The House Always Wins

People who lose money in a casino will never blame the casino. Someone who has been betting consistently all night, but losing will blame the cards and even him or herself for the bad luck. The winners are never at fault. Over the weekend many articles and blogs were published discussing the collapse in the U.S. stock market on Thursday of last week. The authors of the articles all pointed to the “rigged” game that speed traders and advantages of electronic trading that creates an unfair advantage in an otherwise even playing field.

There are two sides to this argument. Of course if one is legally allowed to take advantage of a rule, shouldn’t he or she take it?
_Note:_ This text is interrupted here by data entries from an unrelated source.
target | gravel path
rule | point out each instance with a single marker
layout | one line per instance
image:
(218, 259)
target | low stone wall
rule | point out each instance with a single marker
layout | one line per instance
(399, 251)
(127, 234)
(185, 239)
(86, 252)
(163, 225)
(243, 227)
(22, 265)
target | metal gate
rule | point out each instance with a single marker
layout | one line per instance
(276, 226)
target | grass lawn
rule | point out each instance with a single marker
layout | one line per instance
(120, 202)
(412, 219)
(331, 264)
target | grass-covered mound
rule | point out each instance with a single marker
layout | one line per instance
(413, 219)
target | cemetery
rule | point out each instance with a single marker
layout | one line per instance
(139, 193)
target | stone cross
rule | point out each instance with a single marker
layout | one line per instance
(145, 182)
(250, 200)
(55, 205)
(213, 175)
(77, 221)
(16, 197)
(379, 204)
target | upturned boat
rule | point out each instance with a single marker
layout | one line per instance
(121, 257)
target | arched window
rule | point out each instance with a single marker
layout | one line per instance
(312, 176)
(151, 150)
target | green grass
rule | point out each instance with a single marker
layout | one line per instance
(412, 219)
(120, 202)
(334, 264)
On the other hand, if there is an unreasonable advantage that is being used to manipulate the system, shouldn’t there be two separate “games” available to be played?

Wall Street has been compared to a casino for many years, but people have kept quiet about the possibility that critics may be right about this concept. The arguments that are made repeatedly about the advantages always come back to modern technology. Technology improves productivity and increases speed – but how much can a human increase speed and productivity without technology?

If Wall Street is just a playing field without the balls, goals and gloves; then performance enhancing drugs – high powered computers capable of beating the system – should be banned. However, in the increasingly demanding professional world of investing and trading, nobody has ever asked their boss for a slower computer. Mark Cuban, the owner of the Dallas Mavericks, and self made technology billionaire called for separate playing fields in the regulated stock market.

If Wall Street is just an arena of fans drunk with greed, they should not be operating the heavy machinery the big major league owners are supplying them with. A collapse of the stock price of a company should come at the hands of a mismanaged company, a peculiarity in the performance of a specific company’s earnings report, or any number of valid mistakes that a company made to affect the fundamentals that people have been taught to invest in.

Something needs to change. Faith in the system has been lost – look how many people are investing outside of the United States. America’s chances of rebounding from this recession were appearing to be on track, but people needed to blame Greece for a pullback in the markets, which could be fine, but the steroid-abusing traders manipulated the system to create profits that could be taken legally.

The losers here walked out of the casino scraping together their last pennies to buy a cup of coffee for one more day on the casino floor today – Monday.